Auch Geflüchtete aus der Ukraine?

Teilweise. Als Fachstelle stehen wir vorrangig Sozialarbeitenden beratend zur Seite und koordinieren uns für verschiedene Hilfsangebote mit anderen Akteuren im Grossraum Bern. Im Rahmen des Ukraine-Hilfspakets der Katholischen Kirche Region Bern unterstützen wir Projekte und realisieren sie mit. Dazu gehört eine Bewerbungswerkstatt, der Aufbau einer ukrainischen Schule sowie die Unterstützung bei psychologischen Angeboten oder der Unterbringung von Familien mit speziellen Bedürfnissen.

Was löst der russische Angriffskrieg bei «Ihren» Migrant:innen aus?

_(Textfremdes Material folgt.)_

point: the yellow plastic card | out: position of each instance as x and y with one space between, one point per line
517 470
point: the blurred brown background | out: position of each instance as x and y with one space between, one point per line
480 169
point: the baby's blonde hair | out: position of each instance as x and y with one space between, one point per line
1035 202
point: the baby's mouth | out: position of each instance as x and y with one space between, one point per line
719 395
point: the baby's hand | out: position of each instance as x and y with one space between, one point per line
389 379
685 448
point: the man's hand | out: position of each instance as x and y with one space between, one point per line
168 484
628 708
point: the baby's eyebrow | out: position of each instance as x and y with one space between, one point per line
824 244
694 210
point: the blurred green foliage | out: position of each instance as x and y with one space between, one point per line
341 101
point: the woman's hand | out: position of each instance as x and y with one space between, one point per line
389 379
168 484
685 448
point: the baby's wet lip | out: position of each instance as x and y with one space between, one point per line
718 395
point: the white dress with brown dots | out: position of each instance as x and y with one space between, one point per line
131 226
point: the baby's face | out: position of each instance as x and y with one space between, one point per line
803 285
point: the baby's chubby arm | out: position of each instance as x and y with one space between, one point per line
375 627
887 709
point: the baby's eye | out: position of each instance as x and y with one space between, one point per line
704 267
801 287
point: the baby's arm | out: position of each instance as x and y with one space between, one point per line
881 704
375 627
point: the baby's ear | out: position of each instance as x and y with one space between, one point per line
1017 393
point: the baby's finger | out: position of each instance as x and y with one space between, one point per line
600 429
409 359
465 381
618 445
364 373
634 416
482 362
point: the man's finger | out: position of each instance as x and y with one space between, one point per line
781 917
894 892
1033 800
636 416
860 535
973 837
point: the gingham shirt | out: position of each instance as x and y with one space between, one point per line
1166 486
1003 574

Mitgefühl. Die meisten haben selbst Krieg erlebt und sind traurig über das Leid, das die Menschen in der Ukraine erfahren müssen. Teils werde ich mit einem gewissen Frust und Fragen konfrontiert. Die Geflüchteten, die ich begleite, mussten individuell in einem Asylverfahren darlegen, weshalb sie in der Schweiz Schutz suchen. Sie sagen, sie hätten gerne ebenso unkompliziert und schnell etwas Vergleichbares wie den Status S erhalten. Einige fragen, weshalb ihr Asylgesuch mit der Begründung abgelehnt wurde, dass es zu ihrem Fluchtzeitpunkt in ihrem Teil des Landes keine schweren Kämpfe gegeben habe und sie statt ins Ausland auch innerhalb des Landes hätten fliehen können.

Wie geht die FASA mit ungleichen Bedingungen wie dem Schutzstatus S um?

Für uns ist klar, dass wir die bisherigen Geflüchteten und Armutsbetroffenen nicht aus dem Fokus verlieren möchten. Zugleich wollen wir auch den Menschen aus der Ukraine helfen. Unsere bisherigen Angebote bleiben daher unverändert.

Was sind häufige Anliegen der Personen, die Sie begleiten?

Viele haben einfach das Bedürfnis, über ihre Situation zu reden. Sie leben in Nothilfe mit acht Franken pro Tag in Rückkehrzentren, dürfen nicht arbeiten und keine Ausbildung machen. Häufig gibt es Fragen im Zusammenhang mit Aufenthaltsstatus, Ehe- und Kindesanerkennungsverfahren sowie Spracherwerb. Besonders erfreulich ist, wenn jemand einen Aufenthaltsstatus bekommt, sich sprachlich weiterentwickelt oder in eine Privatunterkunft ziehen kann.

Wie religiös sind die Geflüchteten, mit denen Sie zu tun haben?

Vielen ist ihr Glaube ein wichtiger Anker – in der Heimat, auf der Flucht und hier in der Schweiz. Viele sind in das Gemeindeleben ihrer Religion integriert und nehmen an Gottesdiensten teil.


Was tun Sie am internationalen Flüchtlingstag?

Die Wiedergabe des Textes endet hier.